Ergodic Trajectory Optimization on Generalized Domains Using Maximum Mean Discrepancy
Christian Hughes, Houston Warren, Darrick Lee, Fabio Ramos, Ian Abraham
TL;DR
This work addresses the limitation of domain-specific ergodic trajectory optimization by introducing a maximum mean discrepancy (MMD) based ergodic metric that operates on samples from any domain. By embedding distributions into a reproducing kernel Hilbert space and using a domain-aware kernel, the method defines an ergodic objective that can be optimized with standard solvers while accommodating Lie groups and differential kinematic constraints. The approach demonstrates competitive ergodicity across diverse domains (SE(3) objects, bunnies, turbines) without requiring explicit utility maps or basis function computation, albeit with quadratic scaling in the number of domain samples.

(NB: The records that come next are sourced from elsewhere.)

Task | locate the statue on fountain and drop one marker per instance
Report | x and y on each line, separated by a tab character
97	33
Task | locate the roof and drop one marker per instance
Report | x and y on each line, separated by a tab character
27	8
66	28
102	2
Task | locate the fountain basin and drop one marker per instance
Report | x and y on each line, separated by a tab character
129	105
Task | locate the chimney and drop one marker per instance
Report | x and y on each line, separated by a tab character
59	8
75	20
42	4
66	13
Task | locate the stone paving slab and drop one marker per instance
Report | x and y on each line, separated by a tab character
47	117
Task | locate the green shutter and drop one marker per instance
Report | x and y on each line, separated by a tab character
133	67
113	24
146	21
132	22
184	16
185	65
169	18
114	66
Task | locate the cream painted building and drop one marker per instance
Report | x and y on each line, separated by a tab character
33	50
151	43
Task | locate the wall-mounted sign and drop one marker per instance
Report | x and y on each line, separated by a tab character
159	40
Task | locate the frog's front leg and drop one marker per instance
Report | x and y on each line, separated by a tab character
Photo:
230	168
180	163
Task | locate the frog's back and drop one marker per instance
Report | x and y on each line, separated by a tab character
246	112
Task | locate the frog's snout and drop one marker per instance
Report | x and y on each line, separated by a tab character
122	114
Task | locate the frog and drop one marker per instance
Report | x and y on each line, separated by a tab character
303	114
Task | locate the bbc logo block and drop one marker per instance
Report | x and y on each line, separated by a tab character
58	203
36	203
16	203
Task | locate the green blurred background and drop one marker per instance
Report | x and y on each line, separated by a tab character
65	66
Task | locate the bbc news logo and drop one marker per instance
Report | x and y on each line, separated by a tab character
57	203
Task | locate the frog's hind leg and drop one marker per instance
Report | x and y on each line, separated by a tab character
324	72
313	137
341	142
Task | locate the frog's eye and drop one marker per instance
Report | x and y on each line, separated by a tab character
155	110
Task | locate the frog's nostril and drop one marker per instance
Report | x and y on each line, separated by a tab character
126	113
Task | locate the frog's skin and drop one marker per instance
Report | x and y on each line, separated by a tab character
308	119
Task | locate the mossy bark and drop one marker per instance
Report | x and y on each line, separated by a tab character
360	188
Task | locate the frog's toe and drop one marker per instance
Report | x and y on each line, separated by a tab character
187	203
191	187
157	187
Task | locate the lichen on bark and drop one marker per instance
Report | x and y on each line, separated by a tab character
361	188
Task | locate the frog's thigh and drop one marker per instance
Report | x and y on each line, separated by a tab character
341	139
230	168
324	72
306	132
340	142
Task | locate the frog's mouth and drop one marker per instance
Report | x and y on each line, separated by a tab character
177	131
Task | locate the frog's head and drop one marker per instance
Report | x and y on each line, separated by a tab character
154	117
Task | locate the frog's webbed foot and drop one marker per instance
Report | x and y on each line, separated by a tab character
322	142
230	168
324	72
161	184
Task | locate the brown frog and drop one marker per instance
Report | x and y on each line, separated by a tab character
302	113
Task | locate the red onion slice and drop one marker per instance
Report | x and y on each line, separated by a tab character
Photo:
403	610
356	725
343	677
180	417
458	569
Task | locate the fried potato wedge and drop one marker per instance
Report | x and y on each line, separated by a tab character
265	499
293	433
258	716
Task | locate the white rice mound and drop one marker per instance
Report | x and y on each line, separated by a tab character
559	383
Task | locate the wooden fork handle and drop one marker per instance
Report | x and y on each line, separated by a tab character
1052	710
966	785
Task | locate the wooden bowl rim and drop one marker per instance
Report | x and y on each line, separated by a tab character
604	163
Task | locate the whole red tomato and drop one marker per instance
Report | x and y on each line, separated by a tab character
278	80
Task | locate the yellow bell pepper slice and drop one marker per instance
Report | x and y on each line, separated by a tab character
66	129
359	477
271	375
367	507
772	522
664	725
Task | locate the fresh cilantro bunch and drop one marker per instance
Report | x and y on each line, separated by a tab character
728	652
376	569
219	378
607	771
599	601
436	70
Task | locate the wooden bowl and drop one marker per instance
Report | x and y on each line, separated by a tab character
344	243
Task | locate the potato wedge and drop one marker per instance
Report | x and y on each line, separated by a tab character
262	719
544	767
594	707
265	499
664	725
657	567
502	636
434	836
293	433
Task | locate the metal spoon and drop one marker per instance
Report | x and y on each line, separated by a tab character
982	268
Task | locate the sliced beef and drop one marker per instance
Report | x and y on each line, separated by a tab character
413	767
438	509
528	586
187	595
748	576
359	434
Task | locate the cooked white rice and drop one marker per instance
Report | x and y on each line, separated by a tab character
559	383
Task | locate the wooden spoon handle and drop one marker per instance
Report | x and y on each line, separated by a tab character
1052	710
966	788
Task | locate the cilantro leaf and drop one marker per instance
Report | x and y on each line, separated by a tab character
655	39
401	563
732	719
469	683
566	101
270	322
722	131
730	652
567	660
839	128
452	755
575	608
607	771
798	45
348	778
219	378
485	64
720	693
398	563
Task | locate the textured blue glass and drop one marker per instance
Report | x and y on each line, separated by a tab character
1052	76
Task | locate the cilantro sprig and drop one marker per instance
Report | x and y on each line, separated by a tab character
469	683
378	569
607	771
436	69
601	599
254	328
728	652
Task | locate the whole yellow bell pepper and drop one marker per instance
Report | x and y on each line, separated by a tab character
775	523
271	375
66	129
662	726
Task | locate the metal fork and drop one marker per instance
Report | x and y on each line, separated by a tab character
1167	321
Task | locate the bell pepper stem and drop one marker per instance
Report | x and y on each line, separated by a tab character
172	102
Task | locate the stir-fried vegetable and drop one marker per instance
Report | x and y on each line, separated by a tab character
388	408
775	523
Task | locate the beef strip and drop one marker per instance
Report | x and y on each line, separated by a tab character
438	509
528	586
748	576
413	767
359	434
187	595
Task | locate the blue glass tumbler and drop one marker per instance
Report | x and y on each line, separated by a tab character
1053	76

Overall, the method broadens the applicability of ergodic coverage to general objects and environments and offers a practical trade-off between generality and computational cost for robotic exploration tasks.
Abstract
We present a novel formulation of ergodic trajectory optimization that can be specified over general domains using kernel maximum mean discrepancy. Ergodic trajectory optimization is an effective approach that generates coverage paths for problems related to robotic inspection, information gathering problems, and search and rescue. These optimization schemes compel the robot to spend time in a region proportional to the expected utility of visiting that region. Current methods for ergodic trajectory optimization rely on domain-specific knowledge, e.g., a defined utility map, and well-defined spatial basis functions to produce ergodic trajectories. Here, we present a generalization of ergodic trajectory optimization based on maximum mean discrepancy that requires only samples from the search domain. We demonstrate the ability of our approach to produce coverage trajectories on a variety of problem domains including robotic inspection of objects with differential kinematics constraints and on Lie groups without having access to domain specific knowledge. Furthermore, we show favorable computational scaling compared to existing state-of-the-art methods for ergodic trajectory optimization with a trade-off between domain specific knowledge and computational scaling, thus extending the versatility of ergodic coverage on a wider application domain.